Page 1 of 1

check_proc alerts don't match system results

Posted: Wed Mar 27, 2019 2:11 pm
by dcj
We've suddenly developed an issue with check_procs. Nagios is registering a critical number of processes, but checking the system does not show the same number.

We're using the standard npre config file, with the following command:
command[check_total_procs]=/usr/lib/nagios/plugins/check_procs -w 275 -c 300

Our Nagios server says:
Total Processes PROCS CRITICAL: 1994 processes

However, checking the processes on the machine gives a very different answer:
root:~# ps -ef | wc -l
253

Even the npre script gives a different answer:
root:~# /usr/lib/nagios/plugins/check_procs -w 275 -c 300
PROCS OK: 250 processes | procs=250;275;300;0;

The Nagios server proc count goes up by 30-50 procs every notification, but the actual procs on the system are pretty stable.

The problem manifested over the weekend. I have two other similar systems showing the same issue: We're using Ubuntu 16.04 on virtual machines.

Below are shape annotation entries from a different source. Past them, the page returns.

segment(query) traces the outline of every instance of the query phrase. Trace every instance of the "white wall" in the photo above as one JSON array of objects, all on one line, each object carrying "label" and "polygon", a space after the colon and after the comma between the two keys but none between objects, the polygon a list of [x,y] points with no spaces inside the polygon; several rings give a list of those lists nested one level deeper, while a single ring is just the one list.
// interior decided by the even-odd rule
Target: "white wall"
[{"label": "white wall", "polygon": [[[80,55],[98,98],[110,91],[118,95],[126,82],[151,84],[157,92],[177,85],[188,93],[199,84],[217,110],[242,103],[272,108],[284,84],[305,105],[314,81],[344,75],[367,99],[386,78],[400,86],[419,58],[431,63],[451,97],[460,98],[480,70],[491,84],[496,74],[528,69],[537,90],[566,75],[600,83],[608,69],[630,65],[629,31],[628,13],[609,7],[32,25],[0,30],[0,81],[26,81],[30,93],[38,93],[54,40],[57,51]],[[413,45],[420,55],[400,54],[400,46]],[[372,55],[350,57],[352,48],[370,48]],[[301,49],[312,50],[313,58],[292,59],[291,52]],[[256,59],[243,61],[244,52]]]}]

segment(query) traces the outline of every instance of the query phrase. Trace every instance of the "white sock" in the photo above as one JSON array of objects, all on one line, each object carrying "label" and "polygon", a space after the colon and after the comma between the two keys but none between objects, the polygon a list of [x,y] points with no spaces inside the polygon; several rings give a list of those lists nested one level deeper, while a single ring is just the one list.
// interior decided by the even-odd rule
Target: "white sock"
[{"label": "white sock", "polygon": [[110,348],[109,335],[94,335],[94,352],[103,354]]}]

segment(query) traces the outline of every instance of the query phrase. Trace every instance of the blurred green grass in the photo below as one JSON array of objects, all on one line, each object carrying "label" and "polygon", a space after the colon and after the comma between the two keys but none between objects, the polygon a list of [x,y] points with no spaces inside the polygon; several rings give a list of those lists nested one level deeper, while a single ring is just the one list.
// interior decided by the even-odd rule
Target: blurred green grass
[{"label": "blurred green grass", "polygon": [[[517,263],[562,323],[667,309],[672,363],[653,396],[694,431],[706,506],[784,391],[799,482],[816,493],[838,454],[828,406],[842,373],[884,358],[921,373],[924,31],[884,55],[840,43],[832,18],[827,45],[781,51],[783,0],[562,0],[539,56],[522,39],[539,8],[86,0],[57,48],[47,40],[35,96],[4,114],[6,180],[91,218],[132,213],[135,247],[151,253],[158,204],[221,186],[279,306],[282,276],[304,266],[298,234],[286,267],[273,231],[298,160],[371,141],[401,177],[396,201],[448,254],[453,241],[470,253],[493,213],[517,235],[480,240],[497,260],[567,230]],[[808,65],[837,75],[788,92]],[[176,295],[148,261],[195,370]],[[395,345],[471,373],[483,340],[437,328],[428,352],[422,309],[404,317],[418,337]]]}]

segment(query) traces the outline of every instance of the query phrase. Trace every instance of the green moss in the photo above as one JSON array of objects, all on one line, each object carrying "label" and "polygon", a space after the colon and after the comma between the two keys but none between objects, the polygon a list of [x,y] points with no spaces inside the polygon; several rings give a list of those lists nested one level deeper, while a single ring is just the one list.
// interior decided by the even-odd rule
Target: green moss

Any help would be appreciated.

Re: check_proc alerts don't match system results

Posted: Wed Mar 27, 2019 2:48 pm
by npolovenko
Hello, @dcj. So running this command from the command line gives 250, but when Nagios executes the same command it shows 1994?
/usr/lib/nagios/plugins/check_procs -w 275 -c 300
Can you show me the command and service definitions from the nagios server?

Re: check_proc alerts don't match system results

Posted: Wed Mar 27, 2019 3:32 pm
by dcj
Hi @npolovenko. Thanks for the quick response. It turns out the server file was accidentally pointed at the wrong machine. When we looked at the proper machine, the process counts were correct. Please close this as user error.